About six years ago my bishop asked to meet with me. As part of the conversation, he delivered news I never wanted to hear: I had been called as a Scoutmaster.
As a youth, I hated(!) Scouting. Words cannot express my extreme dislike of camping (especially in the snow), tying knots and eating what can only laughably be called food. Scouting seemed to be a meaningless part of what was otherwise a fine church. Somehow, I had to learn to embrace these things and more if I was to be effective.
As I went through training for my new role, however, I learned that Scouting was not what it appeared to be. Scouting is only marginally about the things I hated. Instead, it is really about developing moral character, leadership skills and excellence in young men. These were concepts I understood and I gradually incorporated the philosophy of Scouting into my own life.

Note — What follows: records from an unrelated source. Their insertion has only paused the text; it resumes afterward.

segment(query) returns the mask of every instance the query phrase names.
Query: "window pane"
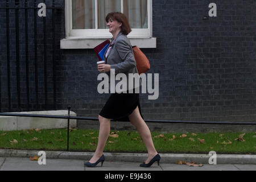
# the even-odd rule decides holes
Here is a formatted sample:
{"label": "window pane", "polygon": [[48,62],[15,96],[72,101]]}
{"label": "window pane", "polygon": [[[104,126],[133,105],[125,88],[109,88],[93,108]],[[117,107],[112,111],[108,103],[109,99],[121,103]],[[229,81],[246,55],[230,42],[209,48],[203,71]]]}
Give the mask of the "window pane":
{"label": "window pane", "polygon": [[147,0],[123,0],[123,13],[132,28],[147,28]]}
{"label": "window pane", "polygon": [[73,29],[95,28],[95,0],[72,0]]}
{"label": "window pane", "polygon": [[121,12],[121,0],[98,0],[98,27],[108,28],[105,18],[109,13]]}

Being called as scoutmaster was a key moment in my life. One of the things it changed was my approach to the organ. Where before I had played adequately, I now desired to play well. As I practiced I realized that I needed additional training, so I started taking organ lessons again as a decidedly middle-aged man. There have been difficult yet ultimately inconsequential setbacks along the way, but the additional training has helped me.
One of the things you learn in Scouting training is that goals should be specific, measureable, achievable, realistic, and timely (or SMART). As applied to the organ, I was able to come up with goals that have helped me, but I needed some way to measure my progress. I decided to earn the certifications offered by the American Guild of Organists (AGO). Those who earn these certifications demonstrate that they have learned skills necessary to being a good organist – not just performance, but sight-reading, improvisation, hymn accompaniment, music theory, and more.
You will notice that I now have the letters CAGO after my name. This means that I have passed the examination needed to earn the AGO Colleague certification. In a sense it doesn’t mean much, but it is a measure of my progress along the way.
As for being scoutmaster, I wept when I was released. The church calling I never wanted proved to be one of the best things that ever happened to me.